-------------------------Lempel–Ziv–Welch (LZW) algorithm Implementation-----------------------------------------------------------
About
The Lempel–Ziv–Welch (LZW) algorithm is a lossless data compression algorithm. LZW is an adaptive compression algorithm that does not assume prior knowledge of the input data distribution. This algorithm works well when the input data is sufficiently large and there is redundancy in the data.
Encoder/Decoder java programs that is used for LZW compression alogorithm.
Encoder Pseudocode Used:
MAX_TABLE_SIZE=2(bit_length) //bit_length is number of encoding bits initialize TABLE[0 to 255] = code for individual characters STRING = null while there are still input symbols: SYMBOL = get input symbol if STRING + SYMBOL is in TABLE: STRING = STRING + SYMBOL else: output the code for STRING
If TABLE.size < MAX_TABLE_SIZE: // if table is not full
add STRING + SYMBOL to TABLE // STRING + SYMBOL now has a code
STRING = SYMBOL
output the code for STRING
Decoder Pseudocode Used:
MAX_TABLE_SIZE=2(bit_length) initialize TABLE[0 to 255] = code for individual characters CODE = read next code from encoder STRING = TABLE[CODE] output STRING while there are still codes to receive: CODE = read next code from encoder if TABLE[CODE] is not defined: // needed because sometimes the NEW_STRING = STRING + STRING[0] // decoder may not yet have code! else: NEW_STRING = TABLE[CODE] output NEW_STRING if TABLE.size < MAX_TABLE_SIZE: add STRING + NEW_STRING[0] to TABLE STRING = NEW_STRING
Build / Compile the program
Before building the class file make sure java(i.e jdk1.8) is installed in the system.
Two arguments are passed while bulding the class
javac filename.java
Once the above command is executed, a class file named filename.class is created
Run the Program
Two arguments are passed to the class file as below.
Arguments are
- InputfileName - The file which is used to compress.
- Bitlength - The length that is to be used in the program.
(Note: BitLength should be 8 to 16 as per the program requirements)
java filename InputfileName Bitlength
Program Descriptions
Programming language used : JAVA
Compiler Version: 1.8
-
The HasMap Datastructure is used to create the table which will hold the ASCII characters and their values.
Syntax:
Map<String, Integer> TABLE = new HashMap<String, Integer>();
-
BufferedReader and BufferedWriter are used to read and write the files respectively.
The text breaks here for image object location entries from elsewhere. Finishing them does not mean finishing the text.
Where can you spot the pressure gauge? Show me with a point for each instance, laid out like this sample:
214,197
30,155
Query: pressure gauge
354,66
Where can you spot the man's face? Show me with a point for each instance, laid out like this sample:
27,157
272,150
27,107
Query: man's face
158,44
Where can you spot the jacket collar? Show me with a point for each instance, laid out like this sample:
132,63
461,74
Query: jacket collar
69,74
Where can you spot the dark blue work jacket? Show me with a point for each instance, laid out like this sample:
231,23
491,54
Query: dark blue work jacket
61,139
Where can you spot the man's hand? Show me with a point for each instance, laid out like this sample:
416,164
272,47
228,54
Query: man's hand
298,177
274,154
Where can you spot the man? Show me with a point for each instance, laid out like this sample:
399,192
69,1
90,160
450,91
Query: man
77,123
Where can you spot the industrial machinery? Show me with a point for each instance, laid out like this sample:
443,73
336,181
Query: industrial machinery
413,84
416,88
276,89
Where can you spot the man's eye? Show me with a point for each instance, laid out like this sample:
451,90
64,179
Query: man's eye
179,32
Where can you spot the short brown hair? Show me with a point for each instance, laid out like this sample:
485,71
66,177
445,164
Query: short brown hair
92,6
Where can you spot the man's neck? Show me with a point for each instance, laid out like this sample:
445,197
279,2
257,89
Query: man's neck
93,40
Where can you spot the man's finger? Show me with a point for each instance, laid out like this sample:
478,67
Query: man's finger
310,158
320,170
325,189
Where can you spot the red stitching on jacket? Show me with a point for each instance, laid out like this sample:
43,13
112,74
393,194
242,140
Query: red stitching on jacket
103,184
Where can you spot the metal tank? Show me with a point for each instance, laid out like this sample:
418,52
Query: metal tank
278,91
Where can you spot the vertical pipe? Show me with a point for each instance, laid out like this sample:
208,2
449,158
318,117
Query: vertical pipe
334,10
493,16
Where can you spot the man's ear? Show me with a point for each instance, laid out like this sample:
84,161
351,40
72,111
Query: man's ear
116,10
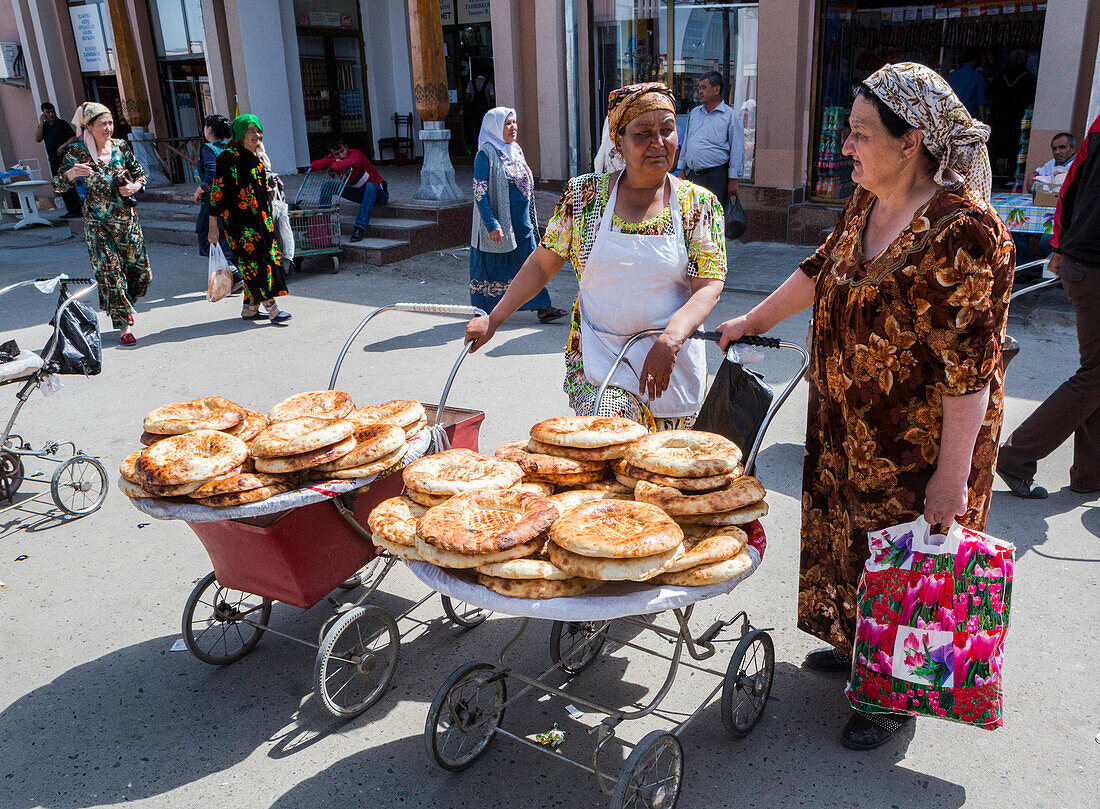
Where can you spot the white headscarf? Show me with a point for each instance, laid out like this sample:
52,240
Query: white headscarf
512,155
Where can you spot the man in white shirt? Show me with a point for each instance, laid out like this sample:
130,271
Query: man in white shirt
712,150
1064,148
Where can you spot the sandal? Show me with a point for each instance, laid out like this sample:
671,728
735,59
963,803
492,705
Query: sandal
868,731
550,314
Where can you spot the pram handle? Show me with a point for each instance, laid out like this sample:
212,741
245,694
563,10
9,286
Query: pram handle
428,308
748,340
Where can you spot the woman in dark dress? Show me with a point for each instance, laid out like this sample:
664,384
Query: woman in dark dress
240,198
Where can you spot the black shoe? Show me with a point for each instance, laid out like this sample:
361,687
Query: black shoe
1022,488
868,731
829,660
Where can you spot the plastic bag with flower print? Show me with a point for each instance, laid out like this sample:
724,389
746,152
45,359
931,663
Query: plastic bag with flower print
932,616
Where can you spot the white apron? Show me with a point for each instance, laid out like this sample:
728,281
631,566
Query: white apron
633,283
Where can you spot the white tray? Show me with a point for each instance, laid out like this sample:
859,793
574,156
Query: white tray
314,493
616,599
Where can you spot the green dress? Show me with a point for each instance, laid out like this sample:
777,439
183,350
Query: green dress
116,244
240,197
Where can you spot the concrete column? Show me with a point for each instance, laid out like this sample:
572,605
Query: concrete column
783,94
1067,63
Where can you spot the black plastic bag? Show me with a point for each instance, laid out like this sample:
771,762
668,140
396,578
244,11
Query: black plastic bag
736,223
736,405
78,349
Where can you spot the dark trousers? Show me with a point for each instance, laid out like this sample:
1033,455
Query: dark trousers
73,206
715,181
1073,410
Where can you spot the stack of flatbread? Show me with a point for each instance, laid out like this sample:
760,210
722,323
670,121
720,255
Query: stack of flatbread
696,478
437,478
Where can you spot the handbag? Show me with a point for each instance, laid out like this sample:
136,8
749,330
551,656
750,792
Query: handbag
736,405
931,618
736,225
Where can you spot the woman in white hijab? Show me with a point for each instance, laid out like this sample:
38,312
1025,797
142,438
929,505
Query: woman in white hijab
504,221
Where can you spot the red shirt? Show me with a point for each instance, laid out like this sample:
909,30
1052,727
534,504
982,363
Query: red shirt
363,170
*IOException is thrown, for Input/Outputs that is available during the run time of the program.
To encode the input file, encoder.java file is used. This will create the compression file.
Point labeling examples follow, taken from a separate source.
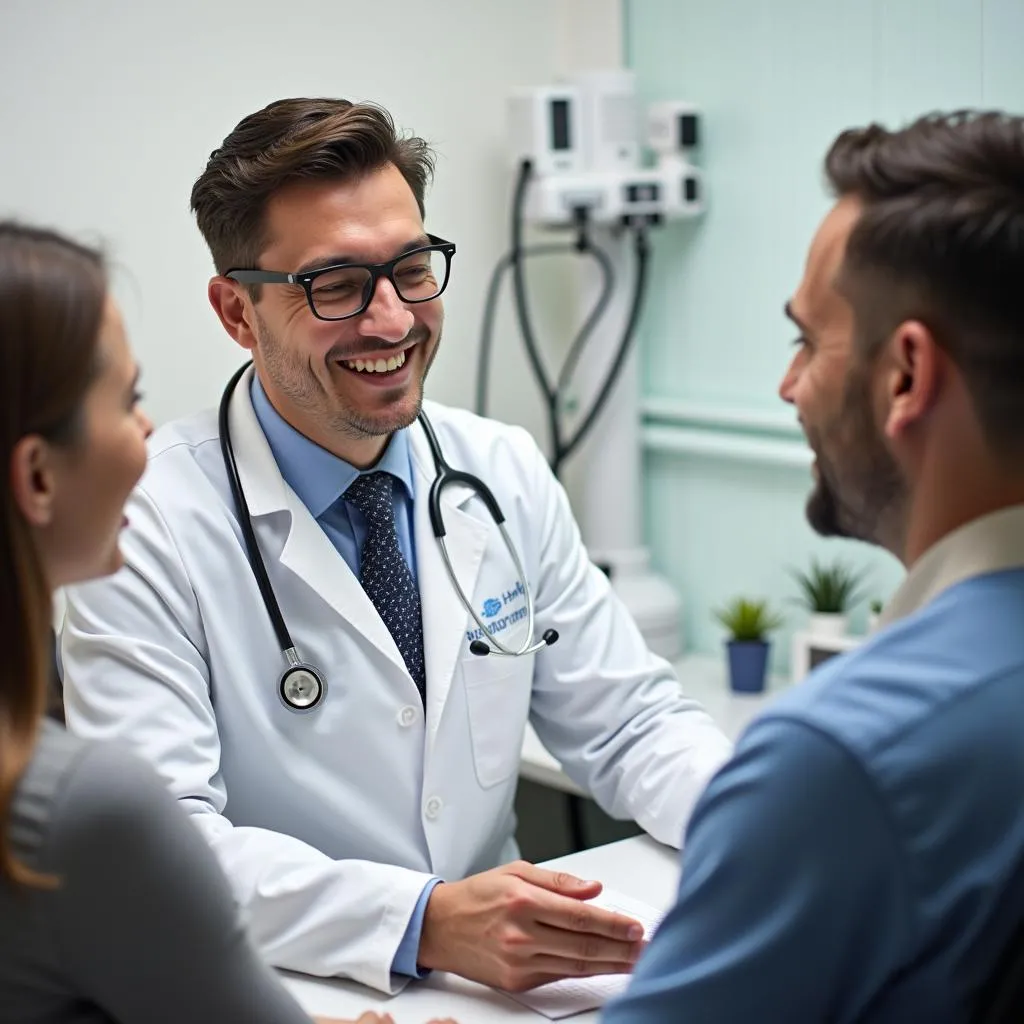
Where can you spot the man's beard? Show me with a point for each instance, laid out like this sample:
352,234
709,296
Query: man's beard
860,491
293,376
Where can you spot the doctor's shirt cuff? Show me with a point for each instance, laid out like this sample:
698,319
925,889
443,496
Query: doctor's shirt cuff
409,948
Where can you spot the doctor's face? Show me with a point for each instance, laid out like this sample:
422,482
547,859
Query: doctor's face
323,376
857,482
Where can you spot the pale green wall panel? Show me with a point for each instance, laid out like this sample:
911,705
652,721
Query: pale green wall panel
1003,43
776,80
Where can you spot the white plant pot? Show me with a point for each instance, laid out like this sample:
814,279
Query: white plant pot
827,624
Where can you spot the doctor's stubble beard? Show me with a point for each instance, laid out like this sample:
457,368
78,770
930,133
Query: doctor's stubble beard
292,375
860,492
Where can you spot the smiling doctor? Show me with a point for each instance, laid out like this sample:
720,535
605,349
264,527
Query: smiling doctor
333,665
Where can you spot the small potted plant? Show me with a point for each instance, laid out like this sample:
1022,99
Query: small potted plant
748,622
873,612
828,592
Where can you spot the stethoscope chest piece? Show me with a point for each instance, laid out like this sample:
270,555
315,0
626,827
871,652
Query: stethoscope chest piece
301,688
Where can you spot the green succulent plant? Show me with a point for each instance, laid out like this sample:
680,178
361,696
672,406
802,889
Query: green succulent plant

To decode the compression file, decoder.java is used. This will create decoded input file.
The compression file that is encoded by using encoder class is passed as input to the decoder.
The compression file is created by using the charset UTF_16BE for the encoded output to be saved in 16-bit format.
Encoder.java
------------
This has two methods,
1.Encode_string()
It is used to create the table and follow the pseudocode to create the encoded text.
2.CreateLZWfile()
It is used to get the encoded text and create the compression file in a 16-bit format.
Decoder.java
------------
This has two methods,
1.Decode_String()
It is used to create the table and follow the pseudocode to decipher the decoded text.
2.Create_decoded_file()
It is used to get the decoded text and create the decoded file.
What works well?
The Encoder program produces the compressed file in a 16bit format. The Decoder program converts the compressed file in to the original input file again. i.e Decoded text file.